While Equiano’s story is certainly a slave narrative, it is also the story of what it is to be a Black sailor during a moment when most Black people had little control over their mobility, and the literature of life aboard ships was one in which Black people were cargo, their names and stories frequently left out of the record. In these chapters, Equiano intervenes both in the representation of literature about sea travels and literature about Black life by narrating his adventures. His inclusion of his participation in the North Pole expedition shows that he was not only a witness to history but a participant. Such stories are part of what makes the narrative interesting to his readers, beyond the firsthand accounts of slavery.
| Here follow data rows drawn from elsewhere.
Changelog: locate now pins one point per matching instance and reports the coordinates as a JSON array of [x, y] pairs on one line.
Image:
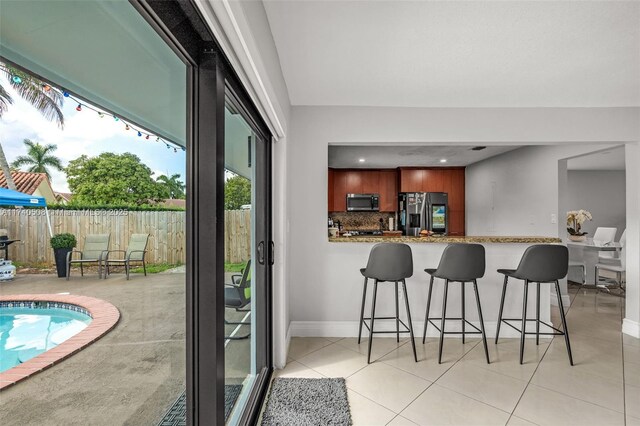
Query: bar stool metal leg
[[524, 319], [444, 314], [364, 299], [564, 322], [373, 317], [406, 301], [463, 323], [426, 315], [484, 335], [397, 316], [504, 292], [538, 314]]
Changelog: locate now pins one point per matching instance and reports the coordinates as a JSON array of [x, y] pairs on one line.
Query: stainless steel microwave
[[363, 202]]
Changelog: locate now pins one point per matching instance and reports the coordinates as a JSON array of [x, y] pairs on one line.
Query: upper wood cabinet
[[388, 191], [357, 181], [411, 180]]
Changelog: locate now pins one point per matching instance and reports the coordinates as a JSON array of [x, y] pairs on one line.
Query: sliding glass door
[[247, 258]]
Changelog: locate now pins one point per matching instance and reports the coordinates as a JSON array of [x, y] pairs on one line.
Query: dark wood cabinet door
[[456, 223], [411, 180], [339, 191], [388, 191], [354, 181], [456, 194], [370, 181], [433, 180]]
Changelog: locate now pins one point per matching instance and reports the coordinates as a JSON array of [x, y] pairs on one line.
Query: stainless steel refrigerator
[[420, 211]]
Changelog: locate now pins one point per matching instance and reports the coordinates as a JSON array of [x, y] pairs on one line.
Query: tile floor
[[603, 388]]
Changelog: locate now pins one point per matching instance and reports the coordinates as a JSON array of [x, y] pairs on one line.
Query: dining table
[[588, 252]]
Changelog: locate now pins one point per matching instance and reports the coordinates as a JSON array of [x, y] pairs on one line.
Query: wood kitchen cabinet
[[362, 181], [411, 180], [339, 196], [388, 190]]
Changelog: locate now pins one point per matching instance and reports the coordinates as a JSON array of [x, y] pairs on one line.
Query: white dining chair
[[604, 235], [619, 269]]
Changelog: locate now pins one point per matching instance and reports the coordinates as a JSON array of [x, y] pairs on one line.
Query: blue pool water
[[26, 333]]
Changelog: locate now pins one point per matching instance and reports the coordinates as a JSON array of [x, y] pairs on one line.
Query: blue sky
[[84, 133]]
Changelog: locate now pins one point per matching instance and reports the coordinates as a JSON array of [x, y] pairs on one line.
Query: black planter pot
[[61, 261]]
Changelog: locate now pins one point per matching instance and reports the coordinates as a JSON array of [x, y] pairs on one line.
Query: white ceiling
[[347, 156], [459, 54], [610, 159]]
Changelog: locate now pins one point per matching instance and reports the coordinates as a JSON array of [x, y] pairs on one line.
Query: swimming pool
[[28, 331]]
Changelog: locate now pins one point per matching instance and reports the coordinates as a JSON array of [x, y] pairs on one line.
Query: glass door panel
[[246, 260]]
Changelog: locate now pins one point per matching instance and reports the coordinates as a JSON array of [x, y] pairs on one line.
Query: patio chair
[[135, 252], [237, 295], [95, 249]]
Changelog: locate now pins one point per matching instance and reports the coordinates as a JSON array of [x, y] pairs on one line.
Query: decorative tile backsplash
[[355, 221]]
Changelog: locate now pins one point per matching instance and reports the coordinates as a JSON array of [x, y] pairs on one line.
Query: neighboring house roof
[[174, 202], [63, 196], [26, 182]]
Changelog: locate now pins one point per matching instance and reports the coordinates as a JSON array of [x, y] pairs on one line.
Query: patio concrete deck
[[132, 375]]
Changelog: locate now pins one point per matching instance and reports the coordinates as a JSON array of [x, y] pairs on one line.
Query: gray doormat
[[177, 414], [308, 402]]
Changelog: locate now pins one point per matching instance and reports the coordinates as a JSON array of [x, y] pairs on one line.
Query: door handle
[[261, 253], [271, 253]]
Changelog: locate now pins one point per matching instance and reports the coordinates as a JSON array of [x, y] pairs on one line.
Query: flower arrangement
[[575, 219]]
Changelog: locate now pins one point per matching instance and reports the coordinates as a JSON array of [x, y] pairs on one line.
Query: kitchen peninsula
[[347, 255]]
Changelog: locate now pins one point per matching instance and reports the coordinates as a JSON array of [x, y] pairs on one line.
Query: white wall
[[631, 322], [517, 192], [243, 31], [313, 128], [602, 192]]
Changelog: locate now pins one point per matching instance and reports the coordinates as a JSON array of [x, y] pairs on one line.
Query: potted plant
[[575, 219], [62, 244]]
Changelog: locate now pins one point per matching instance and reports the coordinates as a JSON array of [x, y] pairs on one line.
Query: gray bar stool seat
[[461, 263], [388, 262], [541, 263]]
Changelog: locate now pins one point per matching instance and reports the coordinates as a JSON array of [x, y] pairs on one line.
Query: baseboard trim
[[350, 329], [631, 328]]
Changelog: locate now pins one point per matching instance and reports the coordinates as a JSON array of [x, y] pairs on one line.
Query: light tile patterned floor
[[603, 388]]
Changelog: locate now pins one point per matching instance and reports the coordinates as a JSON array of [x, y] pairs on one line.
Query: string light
[[47, 88]]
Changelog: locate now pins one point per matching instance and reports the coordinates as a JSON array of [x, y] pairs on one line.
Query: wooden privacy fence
[[166, 231], [237, 236]]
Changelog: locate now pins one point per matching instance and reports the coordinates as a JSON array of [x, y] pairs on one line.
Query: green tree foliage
[[44, 98], [237, 192], [111, 179], [38, 158], [172, 187]]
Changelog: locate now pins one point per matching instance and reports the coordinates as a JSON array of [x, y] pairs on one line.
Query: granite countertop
[[446, 240]]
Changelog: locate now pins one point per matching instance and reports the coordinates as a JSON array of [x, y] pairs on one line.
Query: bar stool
[[542, 263], [461, 263], [388, 262]]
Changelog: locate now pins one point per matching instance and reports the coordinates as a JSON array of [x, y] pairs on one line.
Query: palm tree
[[38, 158], [44, 98], [173, 187]]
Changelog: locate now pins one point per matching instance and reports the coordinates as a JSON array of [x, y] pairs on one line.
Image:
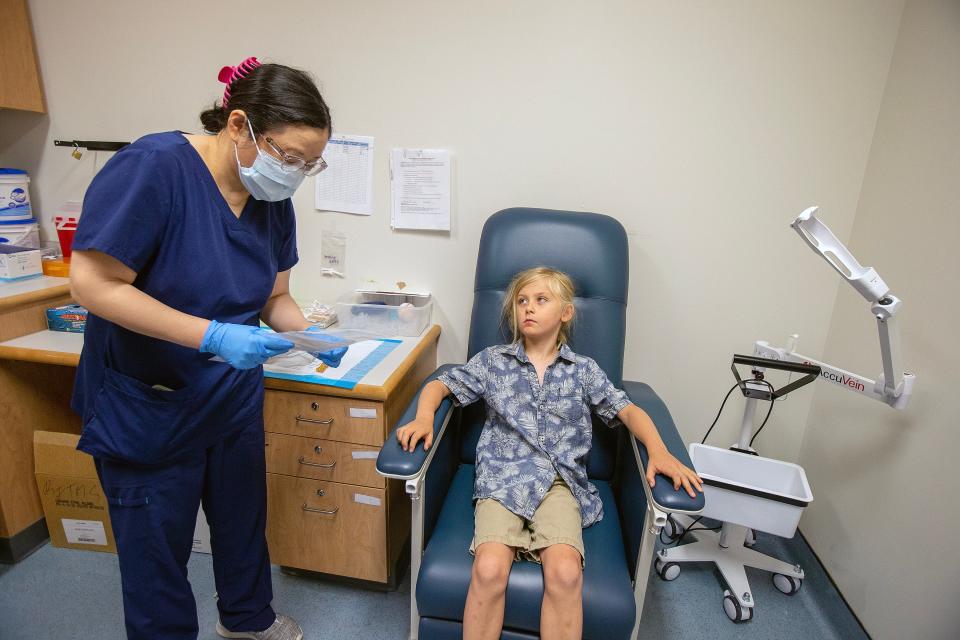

His narrative of his later travels to the Mosquito Coast, replete with descriptions of the Indigenous people he encounters, foods, and cultural traditions, is also part of the body of travel literature that introduced the Americas to British readers. Such travel texts were the literary arm of British imperialism. They opened up these strange worlds for consumption by such readers until they came to see places like the Mosquito Coast as part of their sphere of British influence and thus not so strange after all. These readers were hungry for novelty, and descriptions of the feast the Miskito offered Equiano and his expedition mates explain why people were eager to read The Interesting Narrative.

Equiano creates more opportunities to connect with his audience by using conventions of the conversion narrative (a narrative in which the reader recounts their conversion to a faith). Even in the adventurous earlier chapters, he signals a shift to his focus on faith as he has more and more near misses during his travels. He frames his decision to give up his life as a sailor and adventurer as a sacrifice he is willing to make in order to surround himself with Christian fellowship. Like many of his readers on both sides of the Atlantic, Equiano was swept up in religious movements that emphasized personal religious experiences, and we see this on full display with his accounts of the suffering and ecstasy of life as a would-be convert.

Finally, Equiano engages in some element of self-justification when it comes to addressing blemishes to his reputation, a move we expect to see in memoirs, but one that becomes particularly important since Equiano was by now associated with the cause of abolition. His description of the debacle around the scheme to settle Sierra Leone is a source of potential attacks on his credibility, but he includes a letter to exonerate himself from such charges. It is clear that this is a painful episode to him and one that highlights the difficulties for free Black people when it came to helping others escape the predicaments of slavery and second-class citizenship.

Equiano’s ability to marshal all these different genres allows him to engage in self-fashioning for an audience that was not accustomed to seeing Black people wield control over their own representation. By tapping into these popular genres, Equiano helps white readers of the time overcome potential incredulity or discomfort with hearing a Black person tell their own story.